Just a quick question for the people around here who've got gliders. I've often thought of getting some gliders, i've always found them great little animals, a friend of mine has a pair and he's all for them =)

But, the one BIG thing i'm concerned about is, how loud are they during night time hours? 

I know this should probably be the least of my worries regarding gliders but everything else i'm sure I could cope with but if there's one thing my family hate it's loud noises at night.

I used to have a pair of Mossy Frogs which would call loudly all night in the room next to mine and it would drive my folks ((and occasionally me)) mad. In the end I had to move them downstairs to stop from hearing them.

Would you say if I kept the gliders on the same floor as me they'd keep me awake during the night? I understand that sometimes they'll bark only for a short while but is it really as bad as people make out?

Cheers =)


----------



## Rum_Kitty (Jun 14, 2009)

Depends on your walls I guess...I live in an old stone house but the walls are thin and when the suggs are barking in the room next to the living room. Sometimes I can faintly hear them yapping from downstairs too.

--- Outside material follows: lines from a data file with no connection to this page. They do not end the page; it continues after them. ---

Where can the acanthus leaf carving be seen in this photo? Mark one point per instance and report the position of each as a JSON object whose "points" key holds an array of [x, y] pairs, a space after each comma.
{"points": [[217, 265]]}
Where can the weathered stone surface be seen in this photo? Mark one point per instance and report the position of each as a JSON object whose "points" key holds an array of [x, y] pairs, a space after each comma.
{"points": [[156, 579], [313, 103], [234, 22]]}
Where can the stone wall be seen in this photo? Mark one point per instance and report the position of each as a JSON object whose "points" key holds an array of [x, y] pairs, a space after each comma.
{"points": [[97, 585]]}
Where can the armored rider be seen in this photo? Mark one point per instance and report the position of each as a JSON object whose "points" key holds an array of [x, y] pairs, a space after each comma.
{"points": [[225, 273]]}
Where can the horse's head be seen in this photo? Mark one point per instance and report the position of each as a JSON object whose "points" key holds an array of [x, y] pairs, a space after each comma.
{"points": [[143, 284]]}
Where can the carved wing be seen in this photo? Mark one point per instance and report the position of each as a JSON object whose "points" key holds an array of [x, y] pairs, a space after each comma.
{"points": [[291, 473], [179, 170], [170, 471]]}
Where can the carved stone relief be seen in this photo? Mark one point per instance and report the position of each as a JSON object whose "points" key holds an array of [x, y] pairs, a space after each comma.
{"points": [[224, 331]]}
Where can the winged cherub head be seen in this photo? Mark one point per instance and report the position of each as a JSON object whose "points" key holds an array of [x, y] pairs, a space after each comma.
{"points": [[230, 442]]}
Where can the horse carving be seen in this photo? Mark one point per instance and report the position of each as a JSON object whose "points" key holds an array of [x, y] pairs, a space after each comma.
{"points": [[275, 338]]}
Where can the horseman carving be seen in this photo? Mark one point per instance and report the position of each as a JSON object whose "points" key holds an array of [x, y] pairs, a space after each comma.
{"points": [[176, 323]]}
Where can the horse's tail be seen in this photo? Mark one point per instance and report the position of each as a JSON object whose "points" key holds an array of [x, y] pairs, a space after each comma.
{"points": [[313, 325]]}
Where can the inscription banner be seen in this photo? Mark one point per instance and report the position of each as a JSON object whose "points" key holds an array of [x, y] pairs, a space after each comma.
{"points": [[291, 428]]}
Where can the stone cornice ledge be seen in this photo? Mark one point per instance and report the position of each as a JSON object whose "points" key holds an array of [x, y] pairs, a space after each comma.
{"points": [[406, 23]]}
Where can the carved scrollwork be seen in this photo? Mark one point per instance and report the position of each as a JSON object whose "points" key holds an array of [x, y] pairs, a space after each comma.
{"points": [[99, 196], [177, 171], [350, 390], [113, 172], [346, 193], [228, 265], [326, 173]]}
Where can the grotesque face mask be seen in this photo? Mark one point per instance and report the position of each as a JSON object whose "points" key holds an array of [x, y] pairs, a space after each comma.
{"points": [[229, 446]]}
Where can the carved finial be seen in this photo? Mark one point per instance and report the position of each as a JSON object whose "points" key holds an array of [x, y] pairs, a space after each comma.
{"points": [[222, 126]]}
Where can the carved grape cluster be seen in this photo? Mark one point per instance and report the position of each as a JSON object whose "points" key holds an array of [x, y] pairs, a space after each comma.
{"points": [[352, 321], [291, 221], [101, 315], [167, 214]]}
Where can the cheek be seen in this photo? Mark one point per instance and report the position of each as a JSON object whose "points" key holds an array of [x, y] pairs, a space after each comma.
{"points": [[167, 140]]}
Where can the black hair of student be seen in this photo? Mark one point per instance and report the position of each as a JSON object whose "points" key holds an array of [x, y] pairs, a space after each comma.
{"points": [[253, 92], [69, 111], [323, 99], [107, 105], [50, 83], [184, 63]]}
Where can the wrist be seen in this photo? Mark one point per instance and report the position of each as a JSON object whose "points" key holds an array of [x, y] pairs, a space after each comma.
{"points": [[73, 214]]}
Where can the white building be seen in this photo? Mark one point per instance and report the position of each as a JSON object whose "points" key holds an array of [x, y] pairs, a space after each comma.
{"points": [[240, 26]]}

It really depends on the suggs, mine yap for attention :flrt:, some are very quiet, but some are not, definitely something to take into account.


----------



## Emmaj (Dec 3, 2007)

Gliders are silent by day and noisy by night lol 

i used to have mine in my spare bedroom but ended up moving them downstairs as they were waking up my son barking and flying about their cage 

even with them downstairs i could still hear them on a night :lol2:


----------



## loulou (Jan 18, 2006)

I would say if the noise of frogs was loud for you then gliders will be too.

Why not join www.sugar-glider.co.uk and have a chat with different glider keepers, if its any help I have the gliders on the same level as my room in the house and I do not hear them often (but I can sleep through my Gambian pouched rats having an "argument")


----------



## Kazza17 (May 29, 2008)

I've had mine for 3 months now they are downstairs with the door shut & I'm upstairs with my door shut & I've never heard them at night


----------



## glidergirl (Nov 27, 2006)

You'd be surprised at how noisy they actually are for such small animals. When I lived with my parents my gliders barking would keep my parents awake in the next room - not me as I sleep very heavily! I now have a number of gliders and sometimes they will bark all night ... literally! They yap lie a small dog . It's not just the barking though, they're active at night so you've got the noise of the cage as they leap and land, the noise of the wheel, squabbles, and crabbing.


----------



## exotic_girl (Dec 11, 2008)

they definatly make a noise! some are more quiet then others, but if they want to keep you up, they will! and they dont stop! lol


----------



## stubeanz (Mar 28, 2007)

my ones uesd to bark like a small dog for hours on end sometimes, when i first got them it woke me up but i soon started sleeping through it. i found mine only barked about 3 times a months not sure why but was once told it can be to do with different moon phases!?! like mini werewolves hehe
stu


----------



## scooterBarney69s (Nov 7, 2009)

You could give them nuts to keep them quite.


----------



## glidergirl (Nov 27, 2006)

Why would that keep them quiet?


----------



## cmullins (Feb 20, 2008)

keep them busy and enriched


----------



## Indicus (May 3, 2009)

I had to babysit some gliders for a week and had them in my room, all night i heard these little tinging noises from the bars and then there barking. Did'nt really bother me to much after the first night.


----------



## glidergirl (Nov 27, 2006)

cmullins said:


> keep them busy and enriched


Lol, I gathered it was meant to be something like that, but gliders aren't nut eaters, they will eat them but there are alot better things you can do for enrichment, acacia gum stuffed in to holes in wooden branches, foraging toys, wheels are a much better option.


----------